Hot-pepper farm gets the most spice out of a short season

Tara and Joel Mowrey stand in the rows of their scenic farm in Candler, a boutique hot-pepper operation that wholesales to condiment companies nationwide.
Portrait by Rachel Pressley
With a degree in forestry, Joel Mowrey moved from Southern Ohio to Western North Carolina in 2001, spending the next 16 years working at the Mountain Horticultural Crops Research and Extension Center in Mills River, Henderson County, a facility administered by NC State University. As Mowrey explains, “That’s where I developed a passion for rare and unusual plants, largely as a hobby. My wife Tara and I like to cook, can foods, and eat spicy foods. So after working for NC State I got into farming rare, exotic hot peppers.”
The family and staff grow their seasonal peppers for a variety of markets, selling the bulk of their wholesale output to condiment companies. They’ve also branded their own line of mashes, dry rubs, salsas, barbecue sauces, and more than a dozen signature hot sauces, selling over 50,000 bottles a year of Smoking J’s Fiery Foods products to outlets nationwide.
Mowrey cultivates varietals such as the tongue-numbing Trinidad Scorpion and Carolina Reaper (the latter still holds the record as the world’s hottest pepper) and the blistering Ghost pepper, as well as boutique peppers including the fruity-hot Fatalii and Datil, originating respectively from Central Africa and from St. Augustine, Florida.
In a poetic twist, he bottles all that heat in a facility that was home to the Upper Hominy Fire Department for more than half a century.

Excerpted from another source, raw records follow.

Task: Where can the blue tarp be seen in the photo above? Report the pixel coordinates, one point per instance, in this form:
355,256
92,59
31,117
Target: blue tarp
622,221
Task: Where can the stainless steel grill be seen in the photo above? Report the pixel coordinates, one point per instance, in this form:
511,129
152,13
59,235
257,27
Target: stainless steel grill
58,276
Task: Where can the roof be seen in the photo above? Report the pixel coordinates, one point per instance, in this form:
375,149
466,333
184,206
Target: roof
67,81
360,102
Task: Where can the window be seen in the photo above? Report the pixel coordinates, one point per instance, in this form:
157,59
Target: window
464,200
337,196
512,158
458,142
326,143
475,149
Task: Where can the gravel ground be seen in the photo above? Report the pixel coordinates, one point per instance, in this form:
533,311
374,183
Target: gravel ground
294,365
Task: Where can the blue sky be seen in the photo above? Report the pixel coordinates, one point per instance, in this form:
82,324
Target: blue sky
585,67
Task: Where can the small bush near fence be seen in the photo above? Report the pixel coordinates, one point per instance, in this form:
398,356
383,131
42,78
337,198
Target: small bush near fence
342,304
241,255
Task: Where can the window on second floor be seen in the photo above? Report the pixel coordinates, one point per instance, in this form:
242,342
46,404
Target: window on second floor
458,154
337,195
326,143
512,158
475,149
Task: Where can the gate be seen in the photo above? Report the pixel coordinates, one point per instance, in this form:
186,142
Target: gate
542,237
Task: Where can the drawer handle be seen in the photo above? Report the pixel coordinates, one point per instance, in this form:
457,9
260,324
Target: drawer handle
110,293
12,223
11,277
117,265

Isn’t it unusual to have a commercial hot-pepper farm in a mountain climate?
The seasons are longer in other climates, but we are protected [from colder temperatures] at the base of a large mountain cove. Ours is a unique microclimate where we get fairly full sun, and our farm has good drainage. We were very fortunate that our property only suffered minimal damage [from Hurricane Helene in September 2024].
So in this case drainage is more critical than temperature?
As farmers say, you can add water, but you can’t take it away. With heavy rain, you have more fungus and disease issues, but when it’s hot and dry, we can supply water to our plants as needed, and our valley is water-rich but also protected from major rain events. We have great groundwater and creeks bordering the property.
What about the impact of climate change?
Over the past 15 years there have been more unusual weather events, but since I started farming peppers, we only had one season when it was [continually] wet.

Photo by Rachel Pressley
But most hot peppers originate from the tropics or at least from hotter locations in the U.S. [The Carolina Reaper was invented in Fort Mill, SC.] How do you handle a high-elevation growing season?
We start plants from seed in greenhouses in February, plant them in the field in mid May, and the season runs until the first frost. Our busy months are August, September, and October, when we harvest.
Since you grew into a manufacturing business as well as a farm, how many acres and plants do you now have under cultivation?
We went from a half acre and 5,000 plants to 50,000 plants and 15 acres a few years later. Now we have about 150,000 pepper plants in production.
But you’re still considered a small specialty farm?
Yes, we cultivate harder-to-find varieties. I’d rather be specializing on a smaller, hands-on farm, with a business supplying something that creates its own demand with more unusual types of peppers. Jalapeño is the bread and butter of the pepper industry, and they are mass produced on a huge scale. I can’t farm enough land to compete with that: Contiguous land around here is cut off by the mountains, hard to come by, and very expensive. We are first-generation farmers, and you have to carve out something different for yourself to make a living off smaller parcels of land.

Photo by Rachel Pressley
Still, 150,000 plants sounds like a lot. Do you use machinery?
No, every pepper we grow is harvested by hand, and we do plenty of hand weeding, too.
That’s a massive undertaking. How many people does it take?
During harvest, we usually employ 12 people. It’s hard, because you can’t start until it’s light out, but you can’t beat the heat, and [have to] work all day in extremely hot weather.
With layers on, no less. How do you protect yourself and your workers from the capsaicin in hot peppers that can burn skin?
For harvesting, long sleeves and pants are preferred and nitrile rubber gloves are a very smart choice. When we process peppers we wear aprons and long pants and sleeves.
That’s a lot of PPE [Personal Protective Equipment] …
Respirators are also required.
Smoking J’s Fiery Foods, 36 Rootstock Road, Candler, smokingjsfieryfoods.com, 828-230-9652.